- Alqchin Rural District Location within Iran
- Coordinates: 30°46′04″N 50°41′42″E﻿ / ﻿30.76778°N 50.69500°E
- Country: Iran
- Province: Kohgiluyeh and Boyer-Ahmad
- County: Charam
- District: Central
- Capital: Alqchin-e Olya

Population (2016)
- • Total: 5,215
- Time zone: UTC+3:30 (IRST)

= Alqchin Rural District =

Rural district in Kohgiluyeh and Boyer-Ahmad province, Iran

Alqchin Rural District (دهستان الغچين) is in the Central District (Note: Formerly Charam District of Kohgiluyeh County) of Charam County, Kohgiluyeh and Boyer-Ahmad province, Iran.

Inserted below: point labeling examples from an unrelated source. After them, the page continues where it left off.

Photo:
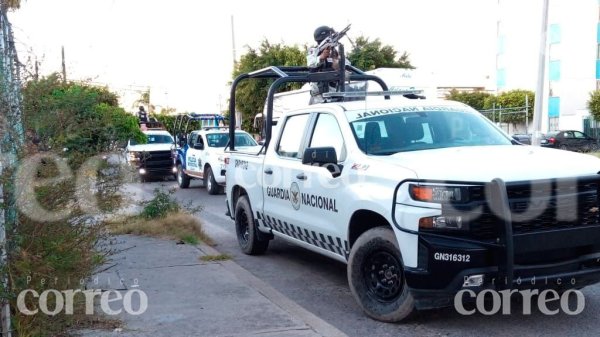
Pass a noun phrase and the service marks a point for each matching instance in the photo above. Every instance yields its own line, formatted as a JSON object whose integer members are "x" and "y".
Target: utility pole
{"x": 539, "y": 92}
{"x": 233, "y": 43}
{"x": 11, "y": 141}
{"x": 37, "y": 70}
{"x": 64, "y": 68}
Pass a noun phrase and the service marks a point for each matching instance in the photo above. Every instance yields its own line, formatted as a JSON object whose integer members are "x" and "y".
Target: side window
{"x": 291, "y": 137}
{"x": 327, "y": 133}
{"x": 192, "y": 139}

Its capital is the village of Alqchin-e Olya.

==Demographics==
===Population===
At the time of the 2006 National Census, the rural district's population (as a part of Charam District (Note: Renamed the Central District of Charam County) of Kohgiluyeh County) was 5,775 in 1,105 households. There were 5,501 inhabitants in 1,330 households at the following census of 2011, by which time the district had been separated from the county in the establishment of Charam County. The rural district was transferred to the new Central District. The 2016 census measured the population of the rural district as 5,215 in 1,442 households. The most populous of its 18 villages was Bardian, with 1,751 people.